Unable to see nvme drive Identify Controller failed
Bug Report
Unable to see nvme drive when applying config:
talosctl -n <ip> disks --insecure
--blank--
Description
As per the logs below, the node boots, then hangs for 60s, is unable to discover the drive and then proceeds. Ironically the node has just booted from the drive it is unable to discover.
I have tried this with three different drives and have a summary below. I upgraded the firmware of the problematic drive to no avail.
Each drive was flashed with https://github.com/siderolabs/talos/releases/download/v1.1.1/metal-rockpi_4-arm64.img.xz according to the instructions at https://www.talos.dev/v1.1/talos-guides/install/single-board-computers/rockpi_4/.
The node always boots from the same SPI u-boot boot loader
Drive A, product SA2000M8/1000G, revision 9907307-008.A01G, firmware S5Z42105 << works Drive B, product SA2000M8/1000G, revision 9907307-008.A01G, firmware S5Z42105 << occasional issues Drive B, product SA2000M8/1000G, revision 9907307-008.A01G, firmware S5Z42109 << occasional issues Drive C, product SA2000M8/1000G, revision 9907307-008.A02G, firmware S5Z44106 << works
Logs
[ 51.984169] random: crng init done
[ 64.480306] nvme nvme0: I/O 0 QID 0 timeout, diable controller
[ 64.588115] nvme nvme0: Device shutdown incomplete: abort shutdown
[ 64.589513] nvme nvme0: Identify Controller failed (-4)
[ 64.590150] nvme nvme0: Removing after probe failure status: -5

Environment
- Talos version: 1.1.0, https://github.com/siderolabs/talos/releases/download/v1.1.1/metal-rockpi_4-arm64.img.xz
- Kubernetes version: N/A
- Platform: Rock Pi 4A https://www.talos.dev/v1.1/talos-guides/install/single-board-computers/rockpi_4/
Quick question:
How are you powering the RockPi, some nvme devices need enough power and it could be that a low power situation might prevent it from initialized correctly.
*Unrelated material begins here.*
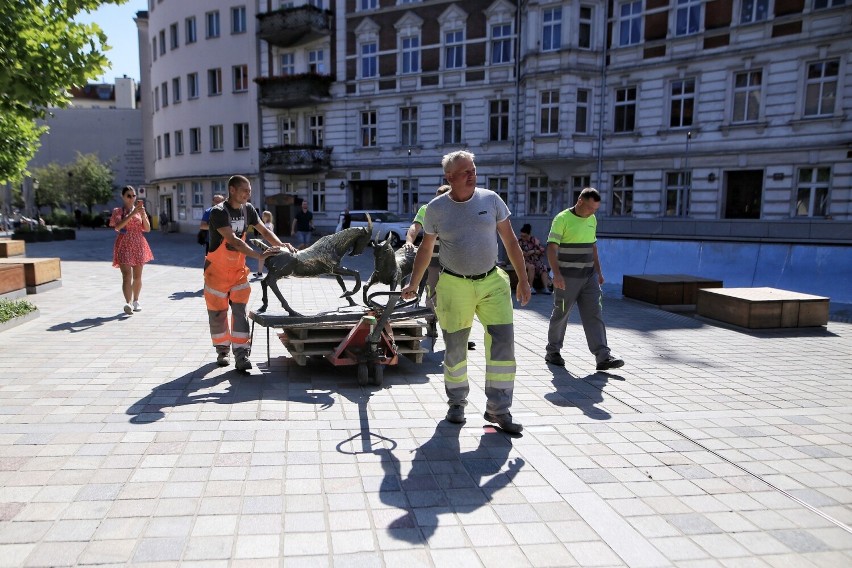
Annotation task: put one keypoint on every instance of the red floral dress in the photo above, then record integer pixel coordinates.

I've a rockpi connected to a samsung evo ssd and powered by the rockpi poe hat.
No worries- I’m also very open to suggestions that the drive or board is defective. I have a new SSD arriving next week to test with.
The thing that is curious though is that I have 5 identical nodes in terms of hardware model (SSD revisions vary between node). And it seems that it’s only this SSD installed in this node that reproduces the problem.
If I install the trouble SSD in another node it works fine most of the time. Or using another SSD in the trouble node also works fine most of the time. I say most of the time because it still occasionally reproduces the issue in these configurations.
Each node is as follows:
- Rock Pi 4A 1.4 4GB with SPI uboot flashed as per talos instructions
- Kingston A2000 SSD
- 20W USB-C PD (HEYMIX 20W PD Charger)
- Rock Pi 4 heatsink and M.2 adapter board